When people talk, they use the names of things.
You can't telepathically pass a thought of a thing to someone else.
You can't, in general, show a picture of it.
You can always describe the function, and the other person should get the idea.
That's how many ancestral languages work, synthetic words that combine small patterns into a new concept.
What you often do is to name it, and the other person would know what is being talked about.
To function, names must form a shared knowledge.
But what names a thing?
Suppose you were playing with an air pump, and noticed that it can help you clean up by sucking dust.
Some pipes and bags later, you have a device that sucks air and filters dust out of it.
What is the thing's name?
For you, it would be obvious - it's a "Dust Sucker".
For someone else it will also be obvious - it's a "Vacuum Cleaner".
Another would obviously name in "Antipressure Duster".
Obviously, the three of you don't share a name.
How would you solve that problem?
You might think the easy answer these days is to Google it.
But Google what, exactly?
"Dust Sucker" is an album by some metal band.
"Antipressure Duster" returns something about blowing dust with compressed air, which might be good for outdoors, but inside the house it would just rearrange the mess.

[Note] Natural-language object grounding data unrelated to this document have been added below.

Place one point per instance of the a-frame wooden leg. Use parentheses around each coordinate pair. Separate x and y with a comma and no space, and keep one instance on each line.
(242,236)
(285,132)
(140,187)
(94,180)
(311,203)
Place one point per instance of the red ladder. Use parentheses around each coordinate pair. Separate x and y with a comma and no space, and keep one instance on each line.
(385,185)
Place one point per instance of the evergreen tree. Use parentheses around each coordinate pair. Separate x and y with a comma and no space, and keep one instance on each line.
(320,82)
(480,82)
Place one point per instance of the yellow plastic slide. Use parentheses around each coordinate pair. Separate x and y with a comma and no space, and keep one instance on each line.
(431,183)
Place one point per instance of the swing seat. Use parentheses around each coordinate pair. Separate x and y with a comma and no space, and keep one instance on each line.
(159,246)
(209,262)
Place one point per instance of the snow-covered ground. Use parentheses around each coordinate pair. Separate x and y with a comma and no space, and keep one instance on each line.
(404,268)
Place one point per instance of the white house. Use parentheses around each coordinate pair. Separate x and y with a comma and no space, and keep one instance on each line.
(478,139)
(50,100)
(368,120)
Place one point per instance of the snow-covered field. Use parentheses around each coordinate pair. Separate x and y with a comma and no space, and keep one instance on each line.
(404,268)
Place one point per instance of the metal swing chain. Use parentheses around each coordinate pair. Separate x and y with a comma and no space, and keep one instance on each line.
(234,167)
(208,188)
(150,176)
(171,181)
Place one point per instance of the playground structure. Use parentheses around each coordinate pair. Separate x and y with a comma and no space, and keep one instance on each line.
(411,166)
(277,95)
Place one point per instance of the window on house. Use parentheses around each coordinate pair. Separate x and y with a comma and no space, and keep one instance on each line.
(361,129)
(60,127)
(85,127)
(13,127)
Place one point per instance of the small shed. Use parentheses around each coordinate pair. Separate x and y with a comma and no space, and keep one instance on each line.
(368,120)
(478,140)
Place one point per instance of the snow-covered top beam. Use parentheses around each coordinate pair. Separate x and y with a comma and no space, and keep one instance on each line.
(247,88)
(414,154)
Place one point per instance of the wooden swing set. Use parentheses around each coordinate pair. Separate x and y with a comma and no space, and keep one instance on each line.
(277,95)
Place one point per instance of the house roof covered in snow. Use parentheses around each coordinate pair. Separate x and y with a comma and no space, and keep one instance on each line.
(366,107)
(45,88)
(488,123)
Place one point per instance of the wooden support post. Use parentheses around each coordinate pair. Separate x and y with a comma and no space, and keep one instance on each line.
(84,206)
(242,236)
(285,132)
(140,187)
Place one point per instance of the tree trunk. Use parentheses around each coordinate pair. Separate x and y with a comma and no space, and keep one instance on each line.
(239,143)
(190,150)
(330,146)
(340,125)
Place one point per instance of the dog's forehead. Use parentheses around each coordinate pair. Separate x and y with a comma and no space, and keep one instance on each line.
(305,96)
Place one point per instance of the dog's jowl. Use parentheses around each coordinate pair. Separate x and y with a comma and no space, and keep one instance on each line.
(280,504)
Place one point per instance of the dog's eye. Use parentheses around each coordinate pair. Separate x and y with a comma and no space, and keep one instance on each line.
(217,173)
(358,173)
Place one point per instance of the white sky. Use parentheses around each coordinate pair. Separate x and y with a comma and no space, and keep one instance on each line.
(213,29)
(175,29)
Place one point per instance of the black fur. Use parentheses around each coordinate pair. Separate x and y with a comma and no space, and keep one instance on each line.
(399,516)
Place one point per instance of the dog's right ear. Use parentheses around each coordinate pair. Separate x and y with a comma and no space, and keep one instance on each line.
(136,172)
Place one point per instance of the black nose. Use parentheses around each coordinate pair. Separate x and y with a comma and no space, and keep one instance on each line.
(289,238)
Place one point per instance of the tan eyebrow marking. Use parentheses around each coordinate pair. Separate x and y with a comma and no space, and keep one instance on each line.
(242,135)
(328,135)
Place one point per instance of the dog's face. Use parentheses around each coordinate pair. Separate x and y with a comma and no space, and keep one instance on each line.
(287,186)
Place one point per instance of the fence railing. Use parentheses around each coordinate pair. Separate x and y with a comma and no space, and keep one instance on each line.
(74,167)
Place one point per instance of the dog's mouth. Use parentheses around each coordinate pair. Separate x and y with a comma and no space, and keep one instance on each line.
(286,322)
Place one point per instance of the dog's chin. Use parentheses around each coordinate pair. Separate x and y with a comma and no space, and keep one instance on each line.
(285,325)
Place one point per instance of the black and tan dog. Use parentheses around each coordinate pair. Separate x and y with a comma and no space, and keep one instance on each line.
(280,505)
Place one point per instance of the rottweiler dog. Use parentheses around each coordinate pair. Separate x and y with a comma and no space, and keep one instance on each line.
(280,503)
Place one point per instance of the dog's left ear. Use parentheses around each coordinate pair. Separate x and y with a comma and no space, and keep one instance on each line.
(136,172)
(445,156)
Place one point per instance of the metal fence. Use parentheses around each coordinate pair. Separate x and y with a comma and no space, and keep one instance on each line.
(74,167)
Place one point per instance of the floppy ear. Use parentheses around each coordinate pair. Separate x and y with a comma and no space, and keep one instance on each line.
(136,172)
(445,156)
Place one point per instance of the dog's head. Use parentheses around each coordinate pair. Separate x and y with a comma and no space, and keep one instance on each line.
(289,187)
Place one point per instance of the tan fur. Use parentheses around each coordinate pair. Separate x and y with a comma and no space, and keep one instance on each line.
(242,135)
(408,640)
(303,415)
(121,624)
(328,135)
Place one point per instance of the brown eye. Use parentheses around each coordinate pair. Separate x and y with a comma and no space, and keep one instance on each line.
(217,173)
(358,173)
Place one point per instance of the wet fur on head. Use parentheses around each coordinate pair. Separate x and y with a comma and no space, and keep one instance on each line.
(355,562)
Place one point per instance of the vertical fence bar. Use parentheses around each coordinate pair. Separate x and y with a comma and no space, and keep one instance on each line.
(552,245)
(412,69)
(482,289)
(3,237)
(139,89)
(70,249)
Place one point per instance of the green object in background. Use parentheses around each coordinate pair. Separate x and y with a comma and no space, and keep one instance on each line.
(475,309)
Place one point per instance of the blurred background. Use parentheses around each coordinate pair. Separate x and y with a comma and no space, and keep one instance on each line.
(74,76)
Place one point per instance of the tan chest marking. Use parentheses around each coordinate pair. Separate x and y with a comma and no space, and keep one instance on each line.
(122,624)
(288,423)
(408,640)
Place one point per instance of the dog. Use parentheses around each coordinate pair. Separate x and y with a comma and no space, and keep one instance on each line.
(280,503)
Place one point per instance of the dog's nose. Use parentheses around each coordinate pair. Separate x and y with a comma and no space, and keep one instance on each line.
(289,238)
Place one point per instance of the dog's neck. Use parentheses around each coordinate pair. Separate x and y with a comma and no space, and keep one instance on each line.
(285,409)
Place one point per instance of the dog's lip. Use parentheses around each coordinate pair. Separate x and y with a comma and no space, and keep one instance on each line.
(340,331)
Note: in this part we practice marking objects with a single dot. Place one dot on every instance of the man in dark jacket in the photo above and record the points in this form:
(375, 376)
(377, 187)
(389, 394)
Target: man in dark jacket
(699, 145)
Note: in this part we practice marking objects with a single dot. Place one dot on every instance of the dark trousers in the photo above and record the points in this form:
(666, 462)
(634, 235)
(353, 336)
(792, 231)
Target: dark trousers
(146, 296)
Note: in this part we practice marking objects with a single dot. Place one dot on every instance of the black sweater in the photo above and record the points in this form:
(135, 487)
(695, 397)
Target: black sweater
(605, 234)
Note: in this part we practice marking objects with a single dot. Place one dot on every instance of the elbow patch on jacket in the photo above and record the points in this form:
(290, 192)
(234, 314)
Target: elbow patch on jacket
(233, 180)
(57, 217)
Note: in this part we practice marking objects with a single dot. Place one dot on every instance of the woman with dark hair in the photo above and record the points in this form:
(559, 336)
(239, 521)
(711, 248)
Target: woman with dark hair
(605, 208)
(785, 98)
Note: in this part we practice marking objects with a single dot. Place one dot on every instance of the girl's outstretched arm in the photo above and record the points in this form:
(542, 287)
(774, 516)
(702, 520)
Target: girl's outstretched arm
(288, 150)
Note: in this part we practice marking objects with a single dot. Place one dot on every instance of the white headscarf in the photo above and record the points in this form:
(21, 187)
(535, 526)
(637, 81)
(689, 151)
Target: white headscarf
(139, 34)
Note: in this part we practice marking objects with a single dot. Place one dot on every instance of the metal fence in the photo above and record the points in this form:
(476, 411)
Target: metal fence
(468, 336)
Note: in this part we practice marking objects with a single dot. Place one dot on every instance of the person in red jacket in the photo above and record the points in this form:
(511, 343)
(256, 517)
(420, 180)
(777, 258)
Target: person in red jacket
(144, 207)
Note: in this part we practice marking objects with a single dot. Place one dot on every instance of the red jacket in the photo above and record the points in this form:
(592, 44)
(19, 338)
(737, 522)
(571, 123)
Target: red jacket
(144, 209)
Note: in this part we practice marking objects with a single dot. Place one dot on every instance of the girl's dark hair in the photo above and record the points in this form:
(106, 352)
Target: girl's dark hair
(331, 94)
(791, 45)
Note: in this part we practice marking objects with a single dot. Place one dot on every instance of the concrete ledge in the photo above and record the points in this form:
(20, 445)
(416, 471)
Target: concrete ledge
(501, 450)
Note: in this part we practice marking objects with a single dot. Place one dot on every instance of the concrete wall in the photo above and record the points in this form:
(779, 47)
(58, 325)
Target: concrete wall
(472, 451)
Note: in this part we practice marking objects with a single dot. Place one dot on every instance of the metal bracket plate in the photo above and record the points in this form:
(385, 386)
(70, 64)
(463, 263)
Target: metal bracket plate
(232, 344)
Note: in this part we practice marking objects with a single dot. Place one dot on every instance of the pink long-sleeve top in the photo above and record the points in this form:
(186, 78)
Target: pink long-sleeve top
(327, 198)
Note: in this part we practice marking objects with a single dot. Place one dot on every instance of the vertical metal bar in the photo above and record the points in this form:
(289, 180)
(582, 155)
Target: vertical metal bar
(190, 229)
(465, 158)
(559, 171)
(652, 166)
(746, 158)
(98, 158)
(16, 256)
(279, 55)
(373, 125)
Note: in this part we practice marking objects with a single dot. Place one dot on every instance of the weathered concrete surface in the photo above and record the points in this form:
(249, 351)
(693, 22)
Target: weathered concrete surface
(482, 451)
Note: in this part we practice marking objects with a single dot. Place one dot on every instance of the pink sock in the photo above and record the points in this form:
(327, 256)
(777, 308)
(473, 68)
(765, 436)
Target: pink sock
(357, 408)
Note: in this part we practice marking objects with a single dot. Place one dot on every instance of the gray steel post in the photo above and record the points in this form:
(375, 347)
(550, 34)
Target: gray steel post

Different idea.
Eventually, you might hit the right combination of keywords or stumble upon the description.
What if you made something obscure?
You might call it "Ambient Field Electrostatic Particle Accelerator", while the guys at Berkeley that made it before have called it "Plasma Wakefield Accelerator".
Google away, you'll never find the name without knowing it.
A name does not come with the thing or a concept, it's something people make up when they create it.
How would you know the name of something you thought about or something you made?
It's an open question, not even contemplated by modern search engines.
It might sound irrelevant, but without a name you can't know how your idea was done before, or what reasons prevented it from being done.
Maybe making that thing is dangerous. Maybe the concept you thought of turned out to be flawed.
You can't tell if you don't know the name.
How would you do the "Concept Search", as i would call it?
I don't have a clue, but that sounds like a problem worth solving.